Seule deux sociétés ont fait le choix de ne pas participer à la formation assurée par Marie Donzel - à la tête du cabinet Donzel et Compagnie -, malgré "des invitations réitérées" la menace de la sanction: Sartorius Stedim Biotech (biopharmacie) et Maurel & Prom (extraction pétrolière). Leurs noms ont été placardés dans les locaux du ministère par Marlène Schiappa sous l'œil des caméras, avant d'être publiés dans un communiqué. Maurel & Prom, appelé par La Tribune, n'a pas souhaité commenter. Sartorius Stedim Biotech -dont la position dans le classement est due aussi au fait qu'ils n'ont pas répondu au questionnaire d'Ethic & Boards- a expliqué à La Tribune qu'à cause d'un défaut de transmission des informations en interne la direction n'était pas informée de l'invitation de la ministre. L'entreprise se dit néanmoins engagée dans la féminisation des instances dirigeantes.

Des sanctions jusqu'à présent anonymes

La mise en avant de ces deux noms n'est toutefois qu'un petit pas dans la voie de l'utilisation de la réputation au secours de l'égalité. Ces "cancres" en matière de gouvernance au féminin étaient en effet déjà connus au moins depuis la première édition du palmarès de la féminisation des instances dirigeantes, commandé en 2013 par Najat Vallaud-Belkacem.

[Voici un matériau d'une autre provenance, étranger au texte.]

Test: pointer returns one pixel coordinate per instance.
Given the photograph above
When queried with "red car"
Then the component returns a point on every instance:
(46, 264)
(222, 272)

La question est donc plutôt de savoir si, en allant au bout de la logique de name and shame soutenue par Emmanuel Macron, Marlène Schiappa tranchera par rapport à la position adoptée par le passé en matière de discriminations salariales par le gouvernement socialiste, qui s'était refusé de publier les noms des deux milliers d'entreprises mises en demeure et de la centaine de sociétés sanctionnées (jusqu'à 1% de leur masse salariale) par l'Inspection du travail entre la fin 2012 et la fin 2016. Un recours en justice pour que leurs noms soient révélés, présenté en avril 2015 par l'association féministe Les effrontées et le conseiller régional EELV Julien Bayou, avait été rejeté par le tribunal administratif de Paris pour des vices de procédure. Il vient 'd'être déposé à nouveau contre la nouvelle ministre, révèle Julien Bayou.

Un nouveau classement en octobre

En matière de sanctions financières, Marlène Schiappa a en revanche annoncé début août préparer un dispositif visant à "directement prélever les amendes dans les entreprises" et à "les réinjecter dans le budget de l'Etat". Elle a également signé cet été une convention avec le Défenseur des droits Jacques Toubon permettant  "de multiplier les contrôles aléatoires auprès des entreprises mais aussi d'aller vers plus d'informations sur les droits des femmes au travail".

Le gouvernement Philippe attend enfin la publication du palmares de la féminisation des instances dirigeantes 2017, que le cabinet Ethic & Boards doit livrer à la mi-octobre. De nouveaux invités au ministère figureront peut-être sur la liste.